WOOSTER, Ohio — From novice shepherds to the experienced, and everything in between, the Buckeye Shepherd’s Symposium Dec. 2, in Wooster, hoped to have something for everyone, according to Roger High, executive director of the Ohio Sheep Improvement Association and the Ohio Sheep and Wool Program.
All eyes were on the center stage at the Shisler Conference Center at OARDC, Saturday afternoon, as awards were presented to farms, individuals and businesses who have made an impact on the Ohio sheep industry.
Al Kin and his sons, Jim and Phil, proved they know a thing or two about raising quality sheep, as they were named the 2017 Charles Boyles Master Shepherd. Kin Brothers Corriedales, of Wyandot County, got its start as a 4-H project in the 1940s and includes a line of genetics that has influenced the Ohio sheep industry.
Along with their dedication to the breed, the Kins were also recognized for their service to their fellow sheep producers. During a video presentation announcing the award, friend of the family and fellow breeder Alex Wolf said the Kins, “have always been good mentors of ours.”
Wolf purchased a buck from the Kins which he said turned his own flock around. When it came time to show, the Kins were always willing to provide a helping hand to get Wolf’s animals ready for the show.
High said what makes this award special is that it recognizes the entire family working together to make the farm a success. “When you think of a family like the Kins, they are just really deserving of this award,” he said.
Dorsets and Daylilies Farm, owned by Jason and Kirsten Hatfield of Muskingum County, received the Environmental Stewardship Award. The farm was also named the Muskingum County Environmental Stewardship Award winner in 2016.
The Hatfields raise 150 head of registered Dorsets and have a flock of white Dorper and Dorper crosses.
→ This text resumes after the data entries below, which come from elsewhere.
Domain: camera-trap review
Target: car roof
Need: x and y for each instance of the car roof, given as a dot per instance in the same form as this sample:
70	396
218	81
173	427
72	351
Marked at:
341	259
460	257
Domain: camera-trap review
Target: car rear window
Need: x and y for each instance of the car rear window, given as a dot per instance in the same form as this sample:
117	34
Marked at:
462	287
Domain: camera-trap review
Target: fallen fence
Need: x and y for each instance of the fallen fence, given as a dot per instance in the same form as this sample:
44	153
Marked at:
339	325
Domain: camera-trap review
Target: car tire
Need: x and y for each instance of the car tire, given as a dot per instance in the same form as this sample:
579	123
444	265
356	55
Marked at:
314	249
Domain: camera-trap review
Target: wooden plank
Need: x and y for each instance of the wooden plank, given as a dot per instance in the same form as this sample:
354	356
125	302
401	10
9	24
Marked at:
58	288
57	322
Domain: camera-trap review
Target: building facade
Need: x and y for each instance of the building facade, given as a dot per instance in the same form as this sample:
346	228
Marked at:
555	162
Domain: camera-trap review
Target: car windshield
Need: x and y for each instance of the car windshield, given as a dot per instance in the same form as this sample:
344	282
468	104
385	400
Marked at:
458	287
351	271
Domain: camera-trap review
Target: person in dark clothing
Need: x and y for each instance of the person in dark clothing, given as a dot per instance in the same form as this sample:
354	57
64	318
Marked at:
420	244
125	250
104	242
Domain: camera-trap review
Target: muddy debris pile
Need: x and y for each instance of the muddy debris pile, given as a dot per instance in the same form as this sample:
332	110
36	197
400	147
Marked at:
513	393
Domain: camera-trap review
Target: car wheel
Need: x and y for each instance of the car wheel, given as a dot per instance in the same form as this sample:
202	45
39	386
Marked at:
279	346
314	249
They also grow over 800 varieties of daylilies and are actively hybridizing daylilies of their own
Service to the sheep industry
Distinguished service awards were presented to individuals and businesses who have made a difference in the Ohio sheep industry.
Leah Amstutz served on the OSIA board of trustees for three terms and played a large role in the development of the revised OSIA Code of Regulations (approved in April 2013) and spearheaded the development of the OSIA LEAD Council during the dissolution of the Ohio Club Lamb Association.
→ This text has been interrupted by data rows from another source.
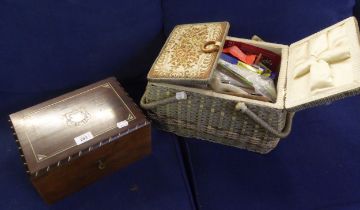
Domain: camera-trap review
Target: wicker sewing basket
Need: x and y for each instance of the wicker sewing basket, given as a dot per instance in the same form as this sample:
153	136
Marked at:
177	100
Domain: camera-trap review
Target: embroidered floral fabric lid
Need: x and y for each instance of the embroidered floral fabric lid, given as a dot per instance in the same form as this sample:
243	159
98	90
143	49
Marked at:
190	54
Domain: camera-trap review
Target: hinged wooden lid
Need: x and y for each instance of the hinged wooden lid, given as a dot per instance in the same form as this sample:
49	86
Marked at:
64	128
190	54
324	67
Barnesville Livestock LLC, owned by Darryl Watson, was recognized for being one of the top sheep and lamb markets in the state and one of the largest markets in southeastern Ohio. Barnesville Livestock also opens its facilities for educational programs.
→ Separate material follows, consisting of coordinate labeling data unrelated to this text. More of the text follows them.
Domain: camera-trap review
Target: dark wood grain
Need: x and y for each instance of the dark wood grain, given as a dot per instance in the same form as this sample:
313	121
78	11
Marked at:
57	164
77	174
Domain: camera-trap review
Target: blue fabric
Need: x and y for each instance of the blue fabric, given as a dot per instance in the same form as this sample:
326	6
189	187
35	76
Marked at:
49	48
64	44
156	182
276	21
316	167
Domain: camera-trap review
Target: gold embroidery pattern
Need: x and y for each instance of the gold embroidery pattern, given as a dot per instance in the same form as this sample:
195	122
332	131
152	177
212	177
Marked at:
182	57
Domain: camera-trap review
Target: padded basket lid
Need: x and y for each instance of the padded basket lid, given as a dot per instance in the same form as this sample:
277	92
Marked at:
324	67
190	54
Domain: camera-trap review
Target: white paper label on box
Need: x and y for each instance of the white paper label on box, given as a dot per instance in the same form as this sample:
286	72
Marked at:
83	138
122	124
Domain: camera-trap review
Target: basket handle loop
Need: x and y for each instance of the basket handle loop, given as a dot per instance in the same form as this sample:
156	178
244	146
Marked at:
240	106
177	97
Roger Hunker, of Bellevue, Ohio, served on the OSWP board for nine years and is term-limited as of the end of 2017. His company BreedersWorld.com has been a major sponsor of the OSIA LEAD Council programs and activities.
The Friend of the Ohio Sheep Industry award was presented to Mike Dyer, a private coyote trapper who has been protecting flocks in eastern Ohio for decades. He also served as a speaker and educator at several workshops, including 2015 Ohio Sheep Day.
The Ralph Grimshaw Memorial Scholarship was awarded to Katie Frost of Fayette County.
Morgan Mazey, of Wood County, and Kierstyn Wood, of Wayne County, each received OSIA LEAD Council scholarships.
Jacob Wenner, of Delaware County, received the Dr. Jack Judy Memorial Scholarship Award.
Zack Parrott, of Morrow County, was recognized as the State FFA State Sheep Proficiency Award winner, and Brandon Zuercher, of Hancock County, was recognized for being the State 4-H Sheep Achievement Award winner.
From 9 a.m.-4 p.m., producers had a full schedule of educational sessions and opportunities to network with producers across the state.
Break-out sessions included: novice and beginning sheep producer tracks; sheep reproduction to improve productivity including an afternoon session on artificial insemination; a marketing 101 targeting new ethnic and non-traditional markets; and a lamb cooking and cutting demonstration.
New this year, a second day was added to the programing to incorporate the next generation of Ohio shepherds. The evening before the symposium, a Young Shepherd’s Program was held at Jake’s Steakhouse in Wooster.
Christine Gelley, symposium planning committee member, said 19 young shepherds attended, ages ranging from 18-35, and listened to a panel of fellow young shepherds share their experiences in the sheep industry.
Gelley said decisions made within the organization have been primarily dominated by the older generation and “there hasn’t been an opportunity for the younger shepherd’s to jump in.”
By having programs like the Young Shepherd’s College and the Young Shepherd’s Program, Gelley’s hope is that more young producers will become active in the association and the sheep industry. “We’re trying to bridge that gap,” she said.